Pro-abortion groups filed a lawsuit Tuesday seeking to overturn a new Arizona law that would ban abortions because of Down syndrome or other genetic abnormalities.

The lawsuit also challenges a personhood provision that confers all the rights of people on fertilized eggs, embryos and fetuses.

The law is set to take effect Sept. 29 if a judge does not block it.

“You have a constitutional right to an abortion, and that right does not take into account your reason for having an abortion,” said Emily Nestler, senior counsel at the Center for Reproductive Rights.

“Politicians should not get to interrogate people’s reasons for seeking an abortion.”

States have enacted more than 90 new abortion restrictions this year, the most in decades, according to the Guttmacher Institute, Planned Parenthood’s former research arm.

The high court in May signaled its willingness to reconsider Roe v. Wade, the 1973 ruling that legalized abortion nationwide.

On May 17, the Court agreed to hear the Dobbs v. Jackson Women’s Health Organization case, which is centered around a Mississippi law that sought to ban abortions after 15 weeks.

The law was blocked by two lower courts in 2018 and 2020, on the basis that it supposedly conflicted with Roe’s viability standard.

Then, last June, Mississippi Attorney General Lynn Fitch asked the Supreme Court to hear the case, arguing that Roe’s viability standard has failed to protect women and children.
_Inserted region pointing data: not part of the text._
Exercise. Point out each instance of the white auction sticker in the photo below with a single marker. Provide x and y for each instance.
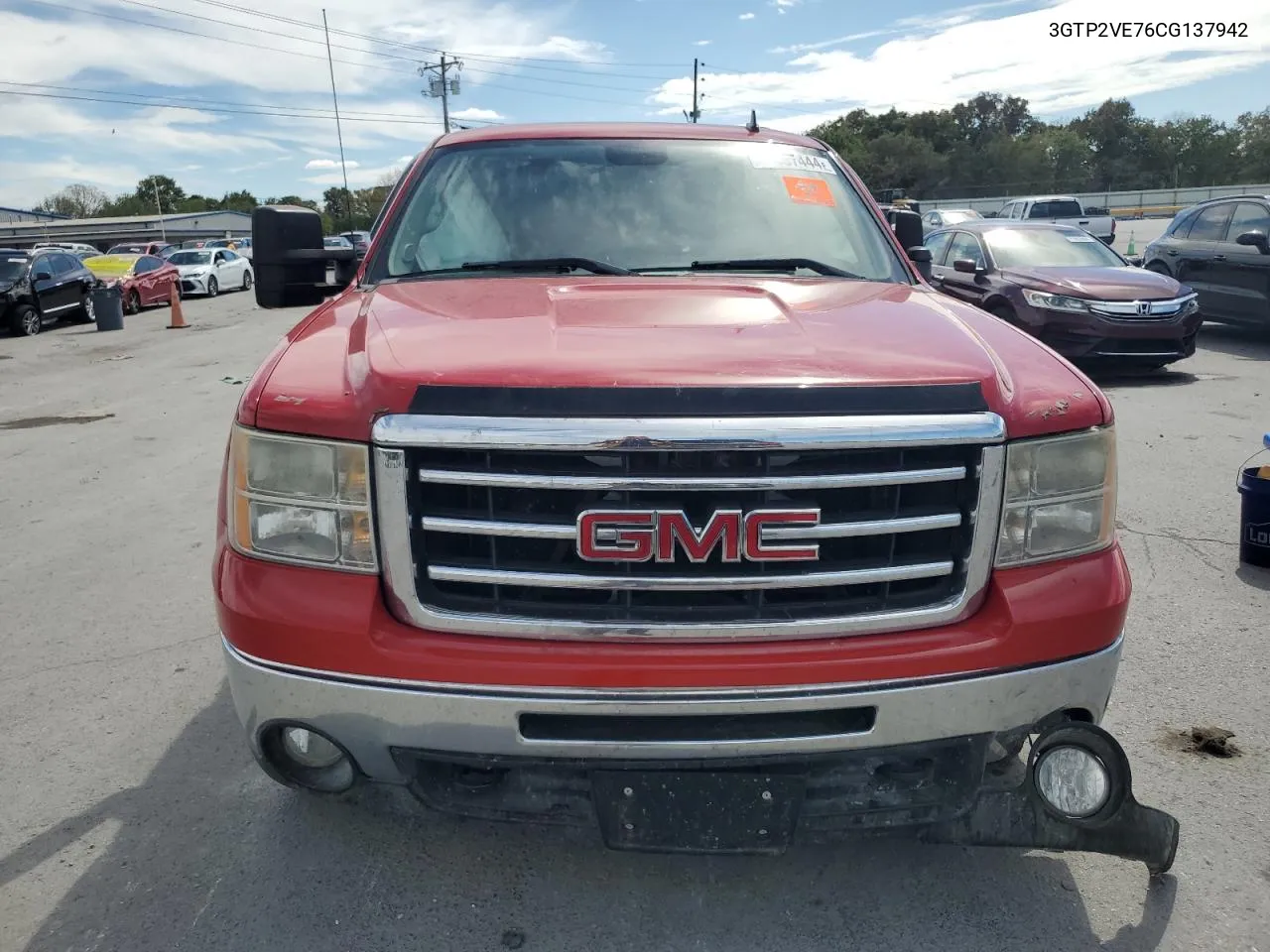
(788, 159)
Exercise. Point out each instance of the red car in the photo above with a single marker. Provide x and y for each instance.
(145, 280)
(639, 481)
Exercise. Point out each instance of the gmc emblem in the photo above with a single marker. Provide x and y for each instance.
(657, 535)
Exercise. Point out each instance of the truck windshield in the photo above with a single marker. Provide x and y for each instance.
(181, 258)
(1057, 208)
(636, 204)
(1047, 248)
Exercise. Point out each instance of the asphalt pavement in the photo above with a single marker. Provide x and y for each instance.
(132, 816)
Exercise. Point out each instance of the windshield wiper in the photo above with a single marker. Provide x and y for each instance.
(545, 264)
(772, 264)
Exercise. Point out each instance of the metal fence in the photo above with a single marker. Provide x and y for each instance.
(1142, 203)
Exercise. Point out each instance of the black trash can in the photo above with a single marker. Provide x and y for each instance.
(1255, 512)
(108, 306)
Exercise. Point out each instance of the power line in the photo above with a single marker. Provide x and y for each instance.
(437, 50)
(359, 50)
(220, 109)
(208, 36)
(312, 56)
(320, 112)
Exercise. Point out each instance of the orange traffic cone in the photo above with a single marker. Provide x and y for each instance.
(178, 318)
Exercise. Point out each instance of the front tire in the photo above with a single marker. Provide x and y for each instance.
(27, 321)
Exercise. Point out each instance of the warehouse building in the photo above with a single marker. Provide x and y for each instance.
(103, 232)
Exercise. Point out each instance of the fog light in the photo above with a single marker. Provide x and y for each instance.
(309, 749)
(299, 756)
(1074, 780)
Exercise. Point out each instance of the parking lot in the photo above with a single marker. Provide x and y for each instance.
(132, 816)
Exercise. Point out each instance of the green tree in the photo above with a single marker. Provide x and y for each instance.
(75, 200)
(240, 200)
(1252, 137)
(169, 193)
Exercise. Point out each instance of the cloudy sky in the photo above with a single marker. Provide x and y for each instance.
(222, 95)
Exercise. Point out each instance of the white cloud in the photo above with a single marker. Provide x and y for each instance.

The Court will hear oral arguments about the case this fall, with a ruling expected next summer.

The Arizona suit challenges key provisions of SB 1457, which Republican Gov. Doug Ducey signed in April after it passed the legislature in party-line votes.

Pro-life groups say the bill ensures children diagnosed with disabilities before birth do not face discrimination.

Cathi Herrod, president of the pro-life group Center for Arizona Progress, called the bill “one of the most significant pro-life bills in recent history” when it was signed into law in April.

She could not immediately be reached for comment on the lawsuit.

Down syndrome abortion bans have gained traction recently in several states, most recently in Arizona and South Dakota.

Though the laws are on hold in several states, the Sixth U.S. Circuit Court of Appeals has allowed Ohio and Tennessee to enforce them.

Democratic Gov. Roy Cooper of North Carolina this year vetoed a Down syndrome abortion ban passed by the legislature.

The suit was filed in U.S. District Court in Phoenix by the Center for Reproductive Rights and the American Civil Liberties Union on behalf of two abortionists, the National Council of Jewish Women, the National Organization of Women and the Arizona Medical Association.